Selasa, 25 Februari 2014

PENGANTAR ETIKA ENTREPRENEURSHIP - Johan Hasan

Para UC Onliners yang budiman. Salam Entrepreneur..
Saya Johan Hasan. Hari ini saya akan membagikan topik perkuliahan online, berjudul integritas moral dan bagaimana menerapkan kerangka berpikir etis dalam Entrepreneurship.
Para UC Onliners, Pak Ciputra pernah menggagas IPE yang sudah diterapkan dalam Grup Ciputra. IPE Adalah singkatan dari integritas, profesionalisme dan entrepreneurship. Pak Ciputra pernah menyatakan bahwa, “Integritas sengaja saya taruh sebagai yang pertama karena saya berpendapat bahwa dua nilai utama yang lain yaitu profesionalisme dan entrepreneurship harus ditopang oleh integritas”.

Mari kalau demikian kita akan coba memahami apa itu integritas moral? Saya akan mengajak para UC Onliners untuk melihat Mitos “The Ring of Gyges”, atau Cincin dari Gyges yang penah ditulis oleh Plato dalam bukunya Republic. Ceritanya begini:

Dahulu kala hidup seorang gembala bernama Gyges dari Libya yang sedang menggembalakan domba-dombanya. Ia saat itu menggembalakan domba-dombanya di sebuah pegunungan. Pada saat itu tidak lama kemudian terjadilah gempa bumi. Gempa itu mengakibatkan terbukalah sebuah goa di pegunungan. Gyges masuk ke dalam goa tersebut dan di dalamnya ia menemukan sebuah kuburan dengan kuda perunggu yang berisi jenazah seorang pria yang bertubuh besar dengan cincin emas di tangannya. Gyges pun kemudian mengantongi cincin itu. Belakangan ia mengetahui bahwa cincin itu memiliki kekuatan tersendiri. Kekuatan yang mengakibatkan sang pemakai tidak terlihat oleh orang lain. Gyges pun menggunakan kekuatan itu untuk membunuh raja Libya, menggantikannya, bahkan mengawini permaisurinya. Tidak ada bukti atau hukuman atas kejahatannya.

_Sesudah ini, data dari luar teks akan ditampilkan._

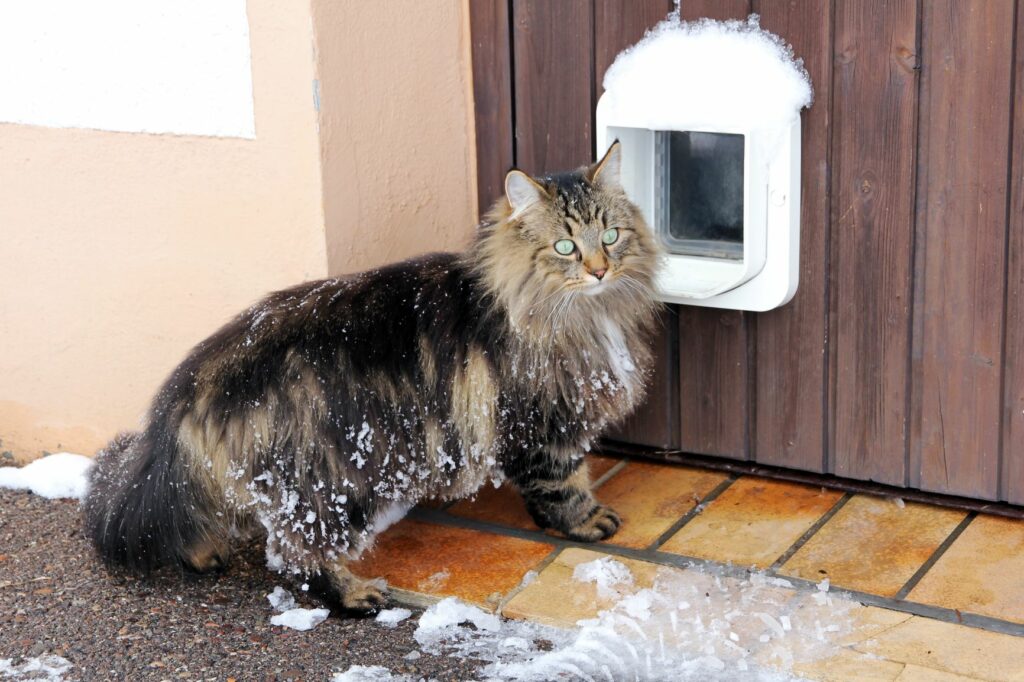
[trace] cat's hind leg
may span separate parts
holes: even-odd
[[[332,611],[346,615],[369,615],[384,608],[388,594],[375,580],[352,574],[344,561],[321,566],[305,578],[309,591]]]
[[[597,542],[614,535],[622,525],[614,509],[594,498],[583,458],[541,454],[512,478],[541,528],[554,528],[573,540]]]

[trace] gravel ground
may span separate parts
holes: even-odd
[[[393,630],[333,617],[307,632],[272,626],[275,585],[319,605],[263,562],[252,547],[216,577],[112,576],[81,536],[77,502],[0,490],[0,659],[56,654],[81,681],[330,680],[355,664],[476,679],[463,659],[403,658],[417,649],[417,613]]]

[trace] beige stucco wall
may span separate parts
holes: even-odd
[[[254,140],[0,124],[0,452],[92,453],[267,291],[458,245],[465,1],[249,0]]]
[[[469,0],[314,0],[332,274],[461,249],[476,222]]]

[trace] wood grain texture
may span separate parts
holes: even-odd
[[[1012,0],[923,5],[920,486],[999,485]]]
[[[748,458],[748,367],[744,313],[679,307],[681,449]]]
[[[598,97],[604,72],[624,49],[668,16],[670,0],[594,0],[594,78]]]
[[[507,0],[475,0],[469,13],[476,117],[477,205],[481,215],[504,192],[514,163],[512,52]]]
[[[692,19],[746,19],[750,0],[680,0],[679,16]]]
[[[836,3],[831,470],[903,485],[914,225],[917,3]]]
[[[608,434],[612,440],[654,448],[679,447],[679,314],[666,306],[654,339],[654,374],[647,399]]]
[[[757,461],[821,472],[825,465],[826,288],[829,233],[832,8],[818,0],[758,0],[761,25],[793,46],[814,87],[801,121],[800,285],[757,319]]]
[[[1017,3],[1000,497],[1024,504],[1024,3]]]
[[[683,0],[686,20],[743,19],[747,0]],[[682,306],[679,311],[680,447],[733,459],[752,456],[753,374],[749,313]]]
[[[594,0],[595,95],[602,92],[604,72],[622,50],[636,43],[647,29],[672,9],[669,0]],[[596,106],[597,102],[594,102]],[[647,400],[609,437],[638,445],[679,447],[679,317],[666,307],[655,339],[655,370]]]
[[[515,0],[516,165],[532,174],[593,160],[593,5]]]

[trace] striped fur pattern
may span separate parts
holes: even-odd
[[[513,171],[465,253],[271,294],[200,343],[144,428],[99,454],[85,503],[99,555],[206,571],[264,533],[268,566],[369,611],[384,594],[346,562],[426,498],[507,477],[538,525],[614,533],[582,454],[643,397],[659,255],[617,155]],[[557,253],[561,239],[577,250]]]

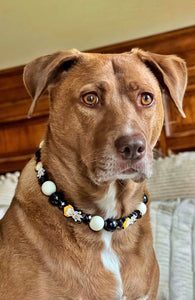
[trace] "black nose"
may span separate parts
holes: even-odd
[[[126,135],[115,141],[115,147],[123,159],[138,160],[145,155],[146,141],[141,135]]]

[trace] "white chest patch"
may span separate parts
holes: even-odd
[[[106,213],[105,219],[116,217],[116,188],[114,183],[110,184],[108,193],[96,203]]]
[[[102,240],[105,243],[105,248],[101,253],[101,259],[103,262],[104,267],[111,271],[117,280],[117,286],[116,286],[116,299],[117,300],[122,300],[125,299],[123,298],[123,284],[122,284],[122,279],[121,279],[121,274],[120,274],[120,261],[115,254],[115,252],[111,248],[111,239],[112,239],[112,233],[107,232],[103,230],[102,232]]]
[[[107,218],[115,218],[117,215],[116,212],[116,189],[114,183],[110,184],[109,190],[107,195],[97,202],[100,209],[102,209],[105,213],[105,219]],[[102,231],[102,241],[105,244],[105,248],[101,253],[101,259],[103,262],[104,267],[111,271],[117,280],[116,288],[116,300],[125,300],[126,297],[123,297],[123,285],[122,279],[120,274],[120,261],[113,251],[111,247],[111,239],[112,233],[103,230]],[[113,299],[114,300],[114,299]]]

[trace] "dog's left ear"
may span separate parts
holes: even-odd
[[[67,72],[79,59],[76,49],[58,51],[51,55],[39,57],[24,68],[23,80],[27,91],[33,99],[28,112],[31,118],[37,101],[45,89],[59,80],[62,72]]]
[[[183,97],[187,86],[186,63],[176,55],[160,55],[133,49],[138,57],[151,69],[174,101],[182,117],[186,117],[182,108]]]

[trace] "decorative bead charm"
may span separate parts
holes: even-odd
[[[83,219],[82,211],[74,210],[74,212],[72,214],[72,218],[75,222],[81,223],[82,219]]]
[[[41,178],[42,176],[44,176],[44,174],[45,174],[45,169],[40,168],[37,172],[37,177]]]
[[[39,161],[36,166],[35,166],[35,170],[38,172],[39,170],[41,170],[43,168],[42,162]]]
[[[132,225],[136,222],[137,215],[131,214],[128,218],[126,218],[125,222],[123,223],[123,228],[126,229],[129,225]]]
[[[51,194],[56,192],[56,185],[55,183],[53,183],[53,181],[48,180],[42,184],[41,190],[43,194],[45,194],[46,196],[50,196]]]
[[[75,222],[78,223],[82,222],[82,218],[83,218],[82,212],[74,210],[74,207],[72,205],[67,205],[64,207],[64,215],[66,217],[72,217]]]
[[[126,229],[126,228],[129,226],[129,224],[130,224],[130,223],[129,223],[129,220],[130,220],[130,218],[126,218],[126,219],[125,219],[125,222],[123,223],[123,228],[124,228],[124,229]]]
[[[66,217],[71,217],[74,212],[74,208],[72,205],[67,205],[64,207],[64,215]]]
[[[137,209],[141,212],[142,216],[145,215],[145,213],[147,211],[147,207],[143,202],[140,202]]]
[[[102,219],[102,217],[100,216],[94,216],[92,217],[90,223],[89,223],[89,227],[93,230],[93,231],[100,231],[104,228],[104,219]]]

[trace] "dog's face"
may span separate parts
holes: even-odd
[[[135,55],[83,56],[51,98],[51,130],[60,131],[64,146],[79,153],[95,183],[150,176],[163,122],[162,95]]]
[[[164,120],[162,88],[182,113],[184,62],[171,57],[174,66],[170,67],[170,62],[167,66],[167,61],[162,65],[155,55],[141,50],[120,55],[73,50],[67,57],[59,52],[53,58],[36,60],[24,75],[34,103],[50,87],[49,126],[58,147],[60,141],[60,155],[63,157],[63,150],[71,152],[70,159],[83,165],[85,175],[98,185],[149,177],[152,151]],[[164,56],[157,57],[163,61]],[[43,79],[32,80],[31,76],[32,69],[40,70],[41,65],[45,81],[40,84]],[[178,70],[181,75],[176,80],[173,77]],[[176,84],[183,87],[179,97],[174,96]]]

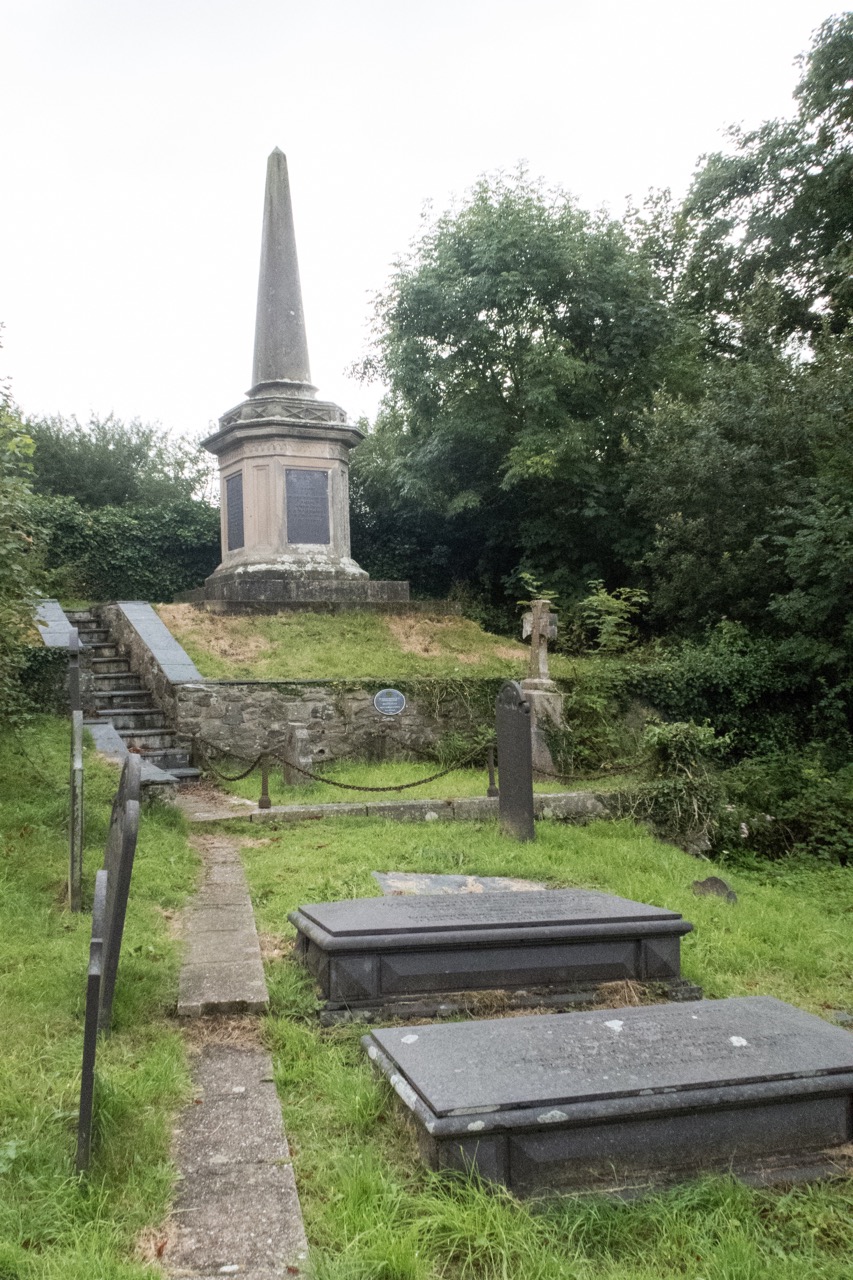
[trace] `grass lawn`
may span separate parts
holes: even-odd
[[[140,1233],[166,1212],[171,1113],[189,1077],[168,1018],[178,951],[169,915],[195,882],[181,816],[143,815],[114,1030],[98,1051],[89,1175],[73,1174],[91,933],[117,771],[86,753],[84,911],[67,874],[68,724],[0,736],[0,1278],[143,1280]]]
[[[237,772],[238,765],[223,763],[224,773]],[[306,778],[304,786],[288,786],[282,781],[281,769],[272,768],[269,775],[270,798],[273,804],[364,804],[381,800],[454,800],[467,796],[485,796],[489,783],[489,775],[484,768],[453,769],[443,778],[427,782],[423,786],[411,787],[406,791],[364,792],[348,791],[346,787],[332,785],[334,781],[348,783],[360,787],[399,787],[422,778],[431,778],[433,774],[443,772],[442,766],[434,761],[392,760],[383,763],[367,763],[360,760],[338,760],[333,764],[322,765],[314,770],[321,773],[327,782],[312,782]],[[548,782],[535,782],[535,791],[617,791],[636,783],[628,774],[602,774],[600,779],[590,781],[568,781],[555,779]],[[260,770],[255,770],[239,782],[220,783],[224,790],[232,795],[244,796],[247,800],[257,800],[261,794]]]
[[[157,612],[202,675],[216,680],[510,679],[525,676],[529,661],[526,644],[491,635],[476,622],[453,615],[228,617],[191,604],[158,605]],[[570,676],[584,661],[589,660],[557,654],[552,675]]]
[[[234,831],[245,831],[233,826]],[[512,874],[683,912],[684,969],[707,995],[766,993],[813,1012],[853,1006],[853,869],[727,869],[735,906],[697,898],[706,864],[630,824],[540,823],[518,845],[493,824],[337,819],[245,839],[259,928],[290,936],[303,902],[375,894],[372,870]],[[266,1035],[316,1280],[850,1280],[853,1185],[751,1191],[727,1178],[623,1205],[519,1204],[422,1167],[362,1029],[320,1029],[302,970],[269,962]]]

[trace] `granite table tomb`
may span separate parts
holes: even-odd
[[[701,995],[680,976],[691,924],[587,889],[357,898],[290,920],[329,1014],[431,1016],[482,1008],[496,992],[509,1007],[571,1007],[625,980]]]
[[[396,1026],[362,1043],[432,1167],[519,1195],[850,1168],[853,1035],[768,996]]]

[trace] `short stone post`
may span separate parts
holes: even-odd
[[[530,636],[530,674],[521,687],[530,704],[533,739],[533,772],[536,777],[556,773],[546,726],[559,728],[563,723],[563,695],[548,670],[548,641],[557,638],[557,614],[550,600],[531,601],[530,611],[522,619],[522,637]]]
[[[83,712],[80,707],[80,636],[68,636],[68,692],[71,700],[70,816],[68,822],[68,906],[83,906]]]
[[[258,808],[272,808],[272,801],[270,800],[270,762],[266,756],[261,760],[261,797],[258,800]]]
[[[495,704],[501,829],[516,840],[535,840],[530,704],[520,684],[508,680]]]
[[[290,724],[284,739],[284,764],[281,779],[287,787],[304,786],[310,782],[301,769],[310,771],[314,760],[309,747],[308,730],[302,725]]]

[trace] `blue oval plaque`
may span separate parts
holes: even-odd
[[[373,705],[383,716],[398,716],[406,710],[406,699],[399,689],[380,689]]]

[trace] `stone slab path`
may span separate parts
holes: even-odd
[[[232,836],[196,835],[204,879],[184,912],[178,1016],[263,1013],[267,984],[249,889]]]
[[[204,1045],[193,1080],[175,1134],[181,1179],[163,1264],[192,1280],[302,1275],[308,1243],[269,1054]]]
[[[308,1244],[272,1059],[250,1017],[204,1017],[269,1006],[240,842],[190,840],[204,873],[183,916],[178,1013],[197,1046],[194,1097],[175,1129],[179,1181],[161,1262],[175,1280],[283,1280],[304,1274]]]

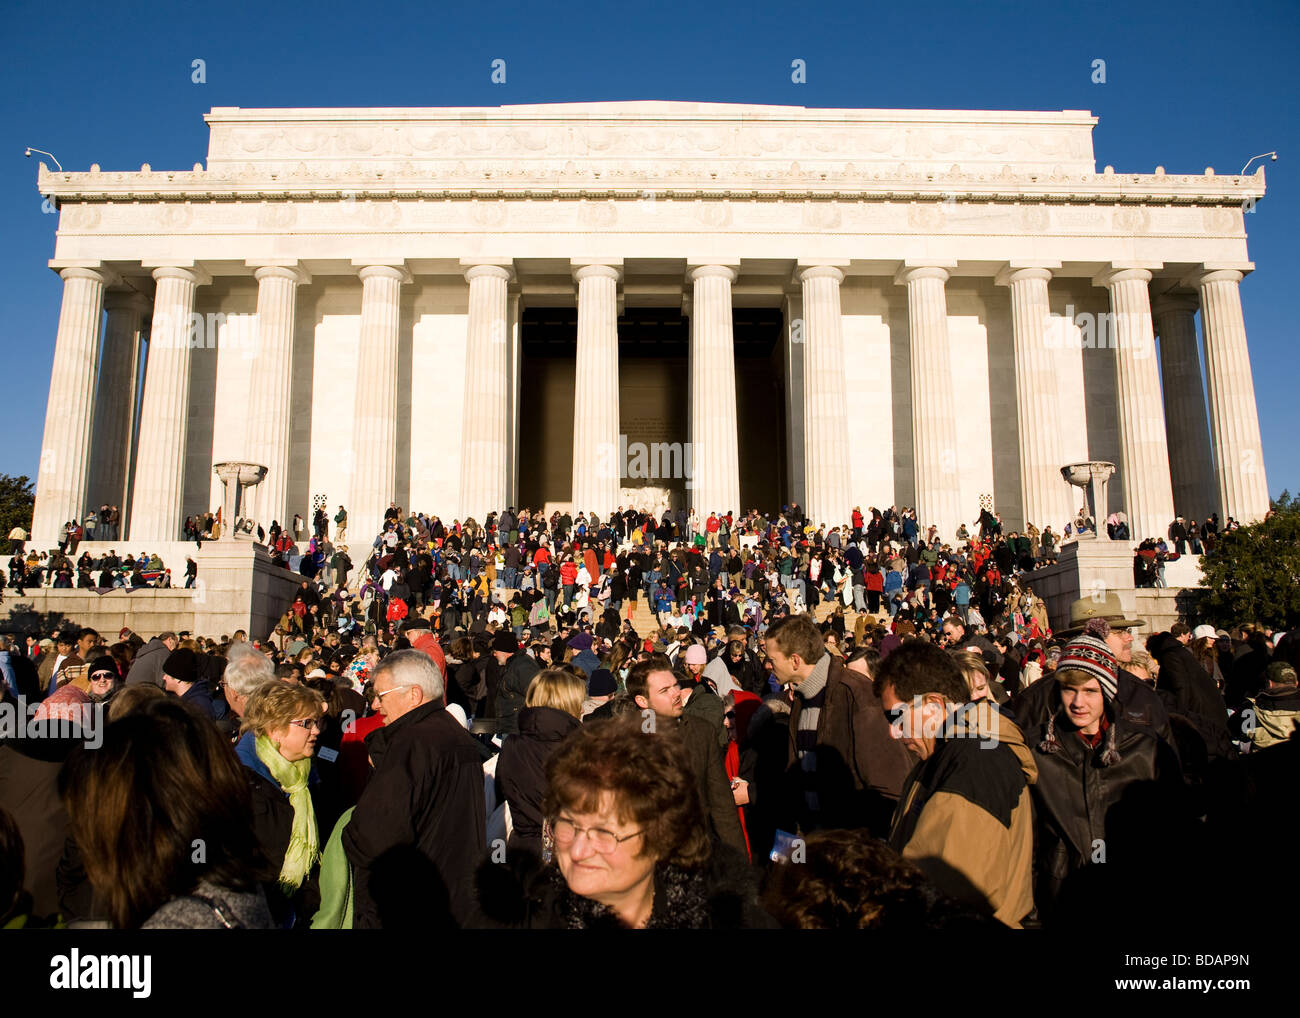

Cincin emas dengan kekuatan menghilang itu memang adalah sebuah mitos. Mitos ini pun memberikan ide bagi beberapa film Holywood seperti film Invisible Man, film Lord of The Ring, namun dalam realitas ternyata kekuatan cincin itu juga ada.Cincin itu di jaman sekarang dapat berupa kekuatan uang, sehingga kita dapat menghindari hukuman dengan membayar hakim, jaksa, atau para penegak hukum lainnya. Cincin Gyges itu juga dapat berupa kekuatan kekuatan politik, sehingga kita dapat menghindari diri dari tuduhan kesalahan yang seharusnya kita terima. Juga bisa kekuatan politik dan media masa sehingga hukum dan informasi dapat diputarbalikkan. Atau pun kekuatan teknologi sehingga kita dapat mengaburkan identitas kita atau tidak terdeteksi oleh sistem. Dan lain sebagainya.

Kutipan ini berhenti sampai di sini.